Sonrió satisfecho. La mayoría de sus facciones, la nariz, las orejas y el mentón eran un poco más grandes que lo normal y parecían ligeramente aplastadas, como si el molde les hubiese quedado chico.
—Esto sí que es curioso, Archer. Me sucede todo el tiempo. Los muchachos extrasensoriales, los parapsicológos, casi me han convencido. Me pongo a pensar en alguien a quien no he visto ni oído en dos años quizás. Dentro de las veinticuatro horas siguientes, zas, me encuentro con el tipo en la calle o entra en mi oficina como usted. —Echó una mirada al cronómetro de piloto que tenía en la muñeca—. A usted le llevó treinta y seis horas.
—Siempre soy un poco lento. O sea que estuvo usted pensando en mí alrededor de las nueve y media del sábado por la noche. ¿Y por qué?
—Un conocido llamó desde Palm Springs. Quería el nombre de un buen detective privado, de uno que trabajara solo. Le di el suyo. Tengo una casa en la playa en Santa Teresa, y el año pasado Miranda Sampson estuvo cantando sus alabanzas. ¿Estamos?
—Miranda es una muchacha simpática —dije—. ¿Quién era el que lo llamó el sábado por la noche?
—Keith Dalling. ¿Pudo comunicarse con usted?
Hice un cálculo rápido.
—Sí, hablé con él por teléfono, pero todavía no lo he visto.
—Raro, pues parecía tener prisa. Dígame ¿para qué clase de trabajo lo andaba buscando?
—Me dijo que era confidencial. Y tengo mis dudas sobre el asunto. Por eso estoy aquí ahora.
—Al diablo con mis percepciones extrasensoriales. Dalling le mencionó a usted mi nombre, ¿eh? —Tomó un habano largo y negro de una caja que estaba sobre el escritorio y le quitó la punta con los dientes—. Tome un cigarro.
—Por la mañana no, gracias. Sí, Dalling lo mencionó a usted. Dijo que le había contado usted una historia sobre un hombre llamado Dowser.
—¿El hampón? —Inconscientemente empezó a masticar el cigarro sin encender—. Nunca hablamos de Dowser, Dalling y yo.
—¿No le dio usted ninguna información sobre Dowser?
—Yo no sé nada de Dowser. Supe que andaba en el comercio de drogas, pero lo mismo dicen de todos ellos hoy en día. El único nombre que mencioné fue el suyo. ¿Qué clase de cuentos ha estado haciéndole Keith?
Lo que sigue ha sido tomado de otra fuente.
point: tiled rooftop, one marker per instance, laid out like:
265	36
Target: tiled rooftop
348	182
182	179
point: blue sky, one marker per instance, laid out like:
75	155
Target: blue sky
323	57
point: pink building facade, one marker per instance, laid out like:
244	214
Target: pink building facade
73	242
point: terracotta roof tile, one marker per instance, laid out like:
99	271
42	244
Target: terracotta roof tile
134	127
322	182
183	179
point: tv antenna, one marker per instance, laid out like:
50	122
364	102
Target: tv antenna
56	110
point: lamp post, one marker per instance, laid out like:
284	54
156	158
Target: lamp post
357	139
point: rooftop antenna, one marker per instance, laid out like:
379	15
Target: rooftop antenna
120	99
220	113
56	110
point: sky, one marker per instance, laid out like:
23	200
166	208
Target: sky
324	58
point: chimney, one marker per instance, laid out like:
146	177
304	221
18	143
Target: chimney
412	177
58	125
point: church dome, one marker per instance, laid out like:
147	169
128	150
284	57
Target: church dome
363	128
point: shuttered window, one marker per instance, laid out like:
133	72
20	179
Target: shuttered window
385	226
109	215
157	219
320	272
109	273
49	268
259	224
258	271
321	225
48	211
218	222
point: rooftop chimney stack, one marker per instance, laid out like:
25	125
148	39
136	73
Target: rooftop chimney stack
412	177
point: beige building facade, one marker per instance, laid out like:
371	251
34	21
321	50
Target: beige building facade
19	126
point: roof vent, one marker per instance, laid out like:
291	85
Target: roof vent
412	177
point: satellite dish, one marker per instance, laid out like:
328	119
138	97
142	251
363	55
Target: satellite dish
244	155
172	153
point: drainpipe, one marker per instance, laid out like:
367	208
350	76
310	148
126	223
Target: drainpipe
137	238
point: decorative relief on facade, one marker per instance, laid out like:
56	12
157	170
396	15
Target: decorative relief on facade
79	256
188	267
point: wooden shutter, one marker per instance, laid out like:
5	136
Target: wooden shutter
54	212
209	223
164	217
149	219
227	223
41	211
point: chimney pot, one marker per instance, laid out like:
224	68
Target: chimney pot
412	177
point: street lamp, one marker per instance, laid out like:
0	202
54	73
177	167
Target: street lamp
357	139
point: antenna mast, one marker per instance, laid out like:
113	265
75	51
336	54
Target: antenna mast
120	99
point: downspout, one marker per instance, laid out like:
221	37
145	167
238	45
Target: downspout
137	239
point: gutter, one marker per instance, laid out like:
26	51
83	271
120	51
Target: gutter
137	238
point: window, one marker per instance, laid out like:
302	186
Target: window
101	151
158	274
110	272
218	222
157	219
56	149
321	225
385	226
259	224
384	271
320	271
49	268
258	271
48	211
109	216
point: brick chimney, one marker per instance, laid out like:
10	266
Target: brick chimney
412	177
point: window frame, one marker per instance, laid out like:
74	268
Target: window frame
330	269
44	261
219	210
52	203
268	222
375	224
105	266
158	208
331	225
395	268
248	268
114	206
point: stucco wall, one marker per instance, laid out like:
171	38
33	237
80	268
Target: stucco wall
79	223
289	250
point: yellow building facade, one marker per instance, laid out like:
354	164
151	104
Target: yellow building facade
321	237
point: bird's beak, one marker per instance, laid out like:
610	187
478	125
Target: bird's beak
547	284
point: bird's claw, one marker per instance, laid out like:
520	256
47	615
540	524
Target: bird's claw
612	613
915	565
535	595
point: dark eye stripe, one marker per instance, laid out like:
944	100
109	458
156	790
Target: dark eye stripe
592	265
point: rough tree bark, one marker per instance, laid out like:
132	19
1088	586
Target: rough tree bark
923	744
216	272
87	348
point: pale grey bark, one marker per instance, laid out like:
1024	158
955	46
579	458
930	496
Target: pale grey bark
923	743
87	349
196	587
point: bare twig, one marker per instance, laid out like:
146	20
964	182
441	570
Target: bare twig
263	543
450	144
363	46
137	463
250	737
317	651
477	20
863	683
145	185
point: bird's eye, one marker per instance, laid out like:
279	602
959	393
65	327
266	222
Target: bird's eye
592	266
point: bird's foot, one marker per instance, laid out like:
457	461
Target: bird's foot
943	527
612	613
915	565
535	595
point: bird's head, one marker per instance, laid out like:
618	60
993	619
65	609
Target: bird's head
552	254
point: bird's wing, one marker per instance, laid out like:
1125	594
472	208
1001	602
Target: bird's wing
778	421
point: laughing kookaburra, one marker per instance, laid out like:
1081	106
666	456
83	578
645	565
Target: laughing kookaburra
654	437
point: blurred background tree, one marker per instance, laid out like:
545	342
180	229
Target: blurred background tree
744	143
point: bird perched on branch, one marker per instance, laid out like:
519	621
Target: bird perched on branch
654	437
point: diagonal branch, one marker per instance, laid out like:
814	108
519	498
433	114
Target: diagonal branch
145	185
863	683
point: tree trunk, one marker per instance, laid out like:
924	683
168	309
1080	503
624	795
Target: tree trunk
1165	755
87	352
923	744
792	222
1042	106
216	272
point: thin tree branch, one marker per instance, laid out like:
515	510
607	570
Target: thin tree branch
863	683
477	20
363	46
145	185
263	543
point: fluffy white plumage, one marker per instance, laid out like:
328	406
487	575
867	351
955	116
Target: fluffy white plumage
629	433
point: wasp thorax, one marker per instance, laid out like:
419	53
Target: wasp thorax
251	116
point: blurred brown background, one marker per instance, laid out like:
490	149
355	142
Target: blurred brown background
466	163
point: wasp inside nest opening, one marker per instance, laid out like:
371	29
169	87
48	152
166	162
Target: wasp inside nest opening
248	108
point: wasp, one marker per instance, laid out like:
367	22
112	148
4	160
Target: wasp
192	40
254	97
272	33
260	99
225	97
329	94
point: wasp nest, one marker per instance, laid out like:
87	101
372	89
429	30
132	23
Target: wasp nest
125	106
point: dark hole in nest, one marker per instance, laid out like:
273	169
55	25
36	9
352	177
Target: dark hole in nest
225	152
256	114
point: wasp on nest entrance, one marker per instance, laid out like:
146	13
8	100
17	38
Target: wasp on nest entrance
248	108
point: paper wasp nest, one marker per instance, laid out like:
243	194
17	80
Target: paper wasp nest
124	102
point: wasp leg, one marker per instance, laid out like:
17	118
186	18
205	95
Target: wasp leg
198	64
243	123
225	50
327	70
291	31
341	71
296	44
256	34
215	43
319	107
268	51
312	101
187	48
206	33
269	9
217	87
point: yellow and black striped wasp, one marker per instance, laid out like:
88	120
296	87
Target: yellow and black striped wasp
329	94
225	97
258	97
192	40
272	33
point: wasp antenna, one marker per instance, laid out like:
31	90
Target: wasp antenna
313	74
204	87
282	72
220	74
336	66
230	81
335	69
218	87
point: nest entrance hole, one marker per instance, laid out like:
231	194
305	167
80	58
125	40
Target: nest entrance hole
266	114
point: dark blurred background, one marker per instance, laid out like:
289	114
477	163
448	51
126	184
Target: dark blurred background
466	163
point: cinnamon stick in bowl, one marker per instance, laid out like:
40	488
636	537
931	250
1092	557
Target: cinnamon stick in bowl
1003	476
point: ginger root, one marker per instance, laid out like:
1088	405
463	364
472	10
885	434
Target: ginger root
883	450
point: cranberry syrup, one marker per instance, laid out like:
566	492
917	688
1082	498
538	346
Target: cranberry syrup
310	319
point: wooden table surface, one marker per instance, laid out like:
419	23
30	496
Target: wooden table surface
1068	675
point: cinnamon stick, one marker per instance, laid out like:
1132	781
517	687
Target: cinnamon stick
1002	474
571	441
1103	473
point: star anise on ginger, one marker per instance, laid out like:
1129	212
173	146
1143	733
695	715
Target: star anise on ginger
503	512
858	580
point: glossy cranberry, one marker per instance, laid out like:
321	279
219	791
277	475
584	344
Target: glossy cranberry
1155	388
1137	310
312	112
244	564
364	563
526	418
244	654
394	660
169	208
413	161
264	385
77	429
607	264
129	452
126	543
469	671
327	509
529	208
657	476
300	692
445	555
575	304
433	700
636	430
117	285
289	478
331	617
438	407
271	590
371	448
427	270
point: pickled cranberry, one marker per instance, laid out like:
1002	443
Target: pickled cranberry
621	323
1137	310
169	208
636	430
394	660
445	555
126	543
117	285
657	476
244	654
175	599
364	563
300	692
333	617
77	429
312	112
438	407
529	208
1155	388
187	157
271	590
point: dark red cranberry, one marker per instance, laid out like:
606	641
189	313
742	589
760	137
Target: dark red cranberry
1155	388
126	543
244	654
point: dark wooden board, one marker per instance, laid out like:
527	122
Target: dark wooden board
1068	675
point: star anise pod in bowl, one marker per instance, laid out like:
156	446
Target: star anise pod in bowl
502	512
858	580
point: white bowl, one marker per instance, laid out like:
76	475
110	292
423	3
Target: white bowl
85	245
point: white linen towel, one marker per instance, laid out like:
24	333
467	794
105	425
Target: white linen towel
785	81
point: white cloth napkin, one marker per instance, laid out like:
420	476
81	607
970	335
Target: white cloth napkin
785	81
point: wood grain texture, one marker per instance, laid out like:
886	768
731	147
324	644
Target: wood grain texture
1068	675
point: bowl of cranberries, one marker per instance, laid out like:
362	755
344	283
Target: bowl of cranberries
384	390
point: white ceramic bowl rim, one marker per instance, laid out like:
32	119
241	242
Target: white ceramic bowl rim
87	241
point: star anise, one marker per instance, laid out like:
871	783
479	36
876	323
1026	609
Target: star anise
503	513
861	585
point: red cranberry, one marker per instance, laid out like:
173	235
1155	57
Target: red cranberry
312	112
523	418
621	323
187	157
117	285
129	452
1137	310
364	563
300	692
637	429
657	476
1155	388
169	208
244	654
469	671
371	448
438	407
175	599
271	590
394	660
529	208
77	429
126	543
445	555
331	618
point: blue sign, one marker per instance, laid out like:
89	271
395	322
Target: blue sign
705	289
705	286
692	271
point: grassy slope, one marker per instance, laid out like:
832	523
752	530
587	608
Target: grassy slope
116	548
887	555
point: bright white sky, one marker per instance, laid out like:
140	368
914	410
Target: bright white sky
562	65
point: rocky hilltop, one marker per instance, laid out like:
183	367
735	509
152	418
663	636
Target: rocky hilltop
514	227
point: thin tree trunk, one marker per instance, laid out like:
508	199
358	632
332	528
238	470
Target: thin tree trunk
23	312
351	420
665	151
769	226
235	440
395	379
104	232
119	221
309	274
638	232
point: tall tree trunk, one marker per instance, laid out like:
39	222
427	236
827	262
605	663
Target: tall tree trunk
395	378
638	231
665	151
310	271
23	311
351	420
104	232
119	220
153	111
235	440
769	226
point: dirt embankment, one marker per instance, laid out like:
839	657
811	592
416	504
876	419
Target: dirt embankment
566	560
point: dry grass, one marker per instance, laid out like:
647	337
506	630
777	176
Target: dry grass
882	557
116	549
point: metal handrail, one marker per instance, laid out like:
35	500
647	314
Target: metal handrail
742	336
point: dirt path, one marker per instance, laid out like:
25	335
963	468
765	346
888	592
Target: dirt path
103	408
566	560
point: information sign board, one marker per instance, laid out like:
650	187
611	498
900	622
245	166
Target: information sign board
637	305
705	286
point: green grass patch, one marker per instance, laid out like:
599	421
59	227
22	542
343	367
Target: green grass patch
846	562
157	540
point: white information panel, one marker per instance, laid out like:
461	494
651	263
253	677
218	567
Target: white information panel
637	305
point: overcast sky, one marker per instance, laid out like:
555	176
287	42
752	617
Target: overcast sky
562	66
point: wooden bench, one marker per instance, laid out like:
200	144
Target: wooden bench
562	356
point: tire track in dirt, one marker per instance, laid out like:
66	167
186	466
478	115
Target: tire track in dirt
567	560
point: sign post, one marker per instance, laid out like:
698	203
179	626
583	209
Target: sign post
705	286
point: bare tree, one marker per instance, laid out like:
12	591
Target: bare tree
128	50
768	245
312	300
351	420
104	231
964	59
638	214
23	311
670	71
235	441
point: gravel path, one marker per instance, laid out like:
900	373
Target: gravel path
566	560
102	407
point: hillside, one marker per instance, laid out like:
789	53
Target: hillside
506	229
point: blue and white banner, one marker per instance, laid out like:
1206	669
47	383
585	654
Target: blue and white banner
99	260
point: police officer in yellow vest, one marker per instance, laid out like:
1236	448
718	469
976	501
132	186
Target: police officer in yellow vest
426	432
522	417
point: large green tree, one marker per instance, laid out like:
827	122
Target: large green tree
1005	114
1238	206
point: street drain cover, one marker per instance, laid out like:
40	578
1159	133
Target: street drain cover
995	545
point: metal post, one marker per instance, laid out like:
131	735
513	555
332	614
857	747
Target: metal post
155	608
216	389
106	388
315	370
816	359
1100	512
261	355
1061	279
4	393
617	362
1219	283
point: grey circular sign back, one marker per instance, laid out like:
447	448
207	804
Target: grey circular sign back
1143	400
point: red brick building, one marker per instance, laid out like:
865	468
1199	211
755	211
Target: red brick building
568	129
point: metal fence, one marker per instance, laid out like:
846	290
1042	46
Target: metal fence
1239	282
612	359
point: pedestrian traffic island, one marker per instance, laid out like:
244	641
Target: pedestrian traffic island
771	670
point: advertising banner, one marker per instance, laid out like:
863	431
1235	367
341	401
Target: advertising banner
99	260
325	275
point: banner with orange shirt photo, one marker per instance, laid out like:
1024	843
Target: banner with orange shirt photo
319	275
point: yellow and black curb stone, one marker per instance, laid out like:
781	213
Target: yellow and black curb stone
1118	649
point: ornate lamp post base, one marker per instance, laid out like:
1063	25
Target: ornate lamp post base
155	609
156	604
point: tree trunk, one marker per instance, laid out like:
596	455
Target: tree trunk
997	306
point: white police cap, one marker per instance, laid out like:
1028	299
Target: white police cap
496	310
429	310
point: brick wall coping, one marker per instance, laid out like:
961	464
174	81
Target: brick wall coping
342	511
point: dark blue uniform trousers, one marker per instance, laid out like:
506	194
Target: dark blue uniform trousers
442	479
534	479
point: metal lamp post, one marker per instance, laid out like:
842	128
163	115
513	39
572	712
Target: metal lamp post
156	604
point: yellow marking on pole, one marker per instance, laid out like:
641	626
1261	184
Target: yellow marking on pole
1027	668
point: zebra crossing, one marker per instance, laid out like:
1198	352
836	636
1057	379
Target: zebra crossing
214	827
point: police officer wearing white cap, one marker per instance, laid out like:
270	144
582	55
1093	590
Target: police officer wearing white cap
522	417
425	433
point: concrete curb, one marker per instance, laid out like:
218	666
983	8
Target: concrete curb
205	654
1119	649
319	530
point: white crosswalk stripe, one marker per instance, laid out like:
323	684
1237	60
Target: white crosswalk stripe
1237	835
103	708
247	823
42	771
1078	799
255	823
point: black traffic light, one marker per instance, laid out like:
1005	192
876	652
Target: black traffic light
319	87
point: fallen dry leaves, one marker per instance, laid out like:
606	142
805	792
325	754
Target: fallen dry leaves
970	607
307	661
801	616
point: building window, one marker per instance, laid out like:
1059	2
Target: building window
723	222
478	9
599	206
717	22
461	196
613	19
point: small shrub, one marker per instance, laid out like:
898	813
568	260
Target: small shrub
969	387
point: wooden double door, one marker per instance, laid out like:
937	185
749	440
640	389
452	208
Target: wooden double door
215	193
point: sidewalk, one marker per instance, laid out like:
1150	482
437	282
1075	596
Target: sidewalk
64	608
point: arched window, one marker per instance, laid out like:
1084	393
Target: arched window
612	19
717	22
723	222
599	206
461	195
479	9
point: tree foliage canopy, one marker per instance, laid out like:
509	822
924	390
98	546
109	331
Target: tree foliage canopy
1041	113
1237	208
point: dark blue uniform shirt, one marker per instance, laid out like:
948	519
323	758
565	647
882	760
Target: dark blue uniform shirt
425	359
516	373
—Novelas baratas —dije—. ¿Es patológicamente embustero?
—Cuando no ha bebido, no. Pero hay que tener cuidado cuando está borracho, y es difícil decir cuándo lo está. Es un alcohólico terrible. —Severn se quitó el cigarro de la boca y miró el extremo mojado y masticado sin verlo—. Espero que nuestro Keith no se haya metido en complicaciones con una banda de criminales. Yo le advertí sobre la muchacha con la cual andaba.
—¿Galley Tarantine?
Frunció las cejas.
—Ella también forma parte del cuadro, ¿eh? ¿Le dijo Dalling quién es el marido? No conozco a Tarantine, pero tenía mala fama en la policía. Le dije a Keith que sería mejor que se apartara, de lo contrario acabaría con un cuchillo clavado bajo los riñones. ¿Tiene problemas con Tarantine?
—Tal vez los tenga. No dijo mucho. Si puede darme algunos antecedentes, podría ser útil. —Traté de parecer lo más tímido que pude. Severn parecía astuto.
Muy astuto. Los ojos azules bajo las espesas cejas negras eran duros y brillaban como diamantes.
—¿Trabajaba usted para Keith o contra él? Tampoco usted es muy comunicativo.
—Estoy cien por ciento a favor de él. —Lo cual era verdad. Me conmovían los débiles, y los muertos eran los más débiles de todos.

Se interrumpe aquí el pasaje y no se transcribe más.